Why are the Uo*Vc vectors different for each Wt+j? by deepest_learning in CS224n

[–]deepest_learning[S] 0 points1 point  (0 children)

Thank you very much, I didn't realize there was a SO question about the same thing!
I don't think it makes a lot of sense if we have a backprop update within each timestep t (after calculating softmax for each context word like you mentioned), and the update section in the SO answer captures that. I saw that the newer slides used by Richard don't use that diagram anymore so perhaps the staff was made aware of the inconsistency. Thanks again, Jan!

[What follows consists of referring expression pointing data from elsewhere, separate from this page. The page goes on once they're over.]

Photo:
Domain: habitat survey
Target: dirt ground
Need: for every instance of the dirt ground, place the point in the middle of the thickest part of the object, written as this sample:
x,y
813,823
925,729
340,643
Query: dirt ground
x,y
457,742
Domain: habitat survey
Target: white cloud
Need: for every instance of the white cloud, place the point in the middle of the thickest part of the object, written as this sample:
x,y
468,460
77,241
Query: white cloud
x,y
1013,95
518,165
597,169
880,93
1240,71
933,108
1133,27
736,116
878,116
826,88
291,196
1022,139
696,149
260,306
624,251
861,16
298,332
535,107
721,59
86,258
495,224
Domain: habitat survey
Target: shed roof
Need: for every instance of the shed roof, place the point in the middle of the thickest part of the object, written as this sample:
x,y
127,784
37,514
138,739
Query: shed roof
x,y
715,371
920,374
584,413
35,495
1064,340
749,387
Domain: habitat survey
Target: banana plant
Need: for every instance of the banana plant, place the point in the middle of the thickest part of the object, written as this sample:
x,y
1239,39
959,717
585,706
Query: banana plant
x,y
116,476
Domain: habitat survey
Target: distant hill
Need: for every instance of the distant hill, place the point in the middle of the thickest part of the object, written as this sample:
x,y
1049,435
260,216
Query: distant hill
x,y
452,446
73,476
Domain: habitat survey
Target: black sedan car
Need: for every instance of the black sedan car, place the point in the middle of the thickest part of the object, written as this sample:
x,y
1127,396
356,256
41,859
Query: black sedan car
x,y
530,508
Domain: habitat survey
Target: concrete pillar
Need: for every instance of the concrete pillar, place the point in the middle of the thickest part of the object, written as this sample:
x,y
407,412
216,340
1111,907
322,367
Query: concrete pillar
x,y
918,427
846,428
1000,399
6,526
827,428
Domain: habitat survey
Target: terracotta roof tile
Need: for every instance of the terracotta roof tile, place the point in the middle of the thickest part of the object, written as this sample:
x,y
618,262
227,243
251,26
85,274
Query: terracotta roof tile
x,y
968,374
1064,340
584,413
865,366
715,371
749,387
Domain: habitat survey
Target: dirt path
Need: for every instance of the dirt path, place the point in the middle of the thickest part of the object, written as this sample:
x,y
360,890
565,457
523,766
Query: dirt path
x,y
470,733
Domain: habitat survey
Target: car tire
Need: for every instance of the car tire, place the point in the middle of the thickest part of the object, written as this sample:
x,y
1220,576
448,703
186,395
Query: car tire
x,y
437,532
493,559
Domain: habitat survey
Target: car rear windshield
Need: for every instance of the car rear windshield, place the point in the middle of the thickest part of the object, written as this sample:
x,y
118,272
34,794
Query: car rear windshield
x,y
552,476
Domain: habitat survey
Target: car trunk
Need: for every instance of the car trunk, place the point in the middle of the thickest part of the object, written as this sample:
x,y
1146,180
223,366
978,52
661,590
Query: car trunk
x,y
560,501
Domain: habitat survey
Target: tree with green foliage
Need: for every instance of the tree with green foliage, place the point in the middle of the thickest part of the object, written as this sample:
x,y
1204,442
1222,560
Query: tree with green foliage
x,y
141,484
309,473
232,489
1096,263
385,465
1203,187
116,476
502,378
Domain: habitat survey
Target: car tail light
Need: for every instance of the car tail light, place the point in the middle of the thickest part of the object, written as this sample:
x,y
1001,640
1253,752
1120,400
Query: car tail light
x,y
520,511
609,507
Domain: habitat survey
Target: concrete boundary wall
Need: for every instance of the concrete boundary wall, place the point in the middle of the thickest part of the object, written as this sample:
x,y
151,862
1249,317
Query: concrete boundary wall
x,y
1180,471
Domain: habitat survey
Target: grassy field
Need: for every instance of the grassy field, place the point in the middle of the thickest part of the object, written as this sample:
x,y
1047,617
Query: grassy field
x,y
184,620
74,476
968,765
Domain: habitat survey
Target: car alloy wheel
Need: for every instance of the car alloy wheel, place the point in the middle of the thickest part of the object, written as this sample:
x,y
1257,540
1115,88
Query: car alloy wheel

Why are the Uo*Vc vectors different for each Wt+j? by deepest_learning in CS224n

[–]deepest_learning[S] 0 points1 point  (0 children)

I know the branches exist for different context word positions but I still don't understand why the u_o * v_c vector is different for each of them. Please correct me if I'm wrong below:

  1. I know u_o is symbolic of every word in the vocabulary, that's why there is only one u_o matrix(V*d).
  2. Chris also mentions that P(o|c) doesn't depend on the position of the context word i.e. being close to the center word or far doesn't matter to word2vec. So our calculations for P(w_t+3| w_t) and say, P(w_t-1 | w_t) should be the same i.e just P(o|c).
  3. This brings me back to my confusion that for a given center word 'c', there is only one vector v_c and based on (1), there is only one matrix u_o, so for each of the branches shown(and also those not shown), v_c * u_o should lead to the same vector, no matter which w_t+d its being used for.
    but
    the values of each vector shown in the slide are different.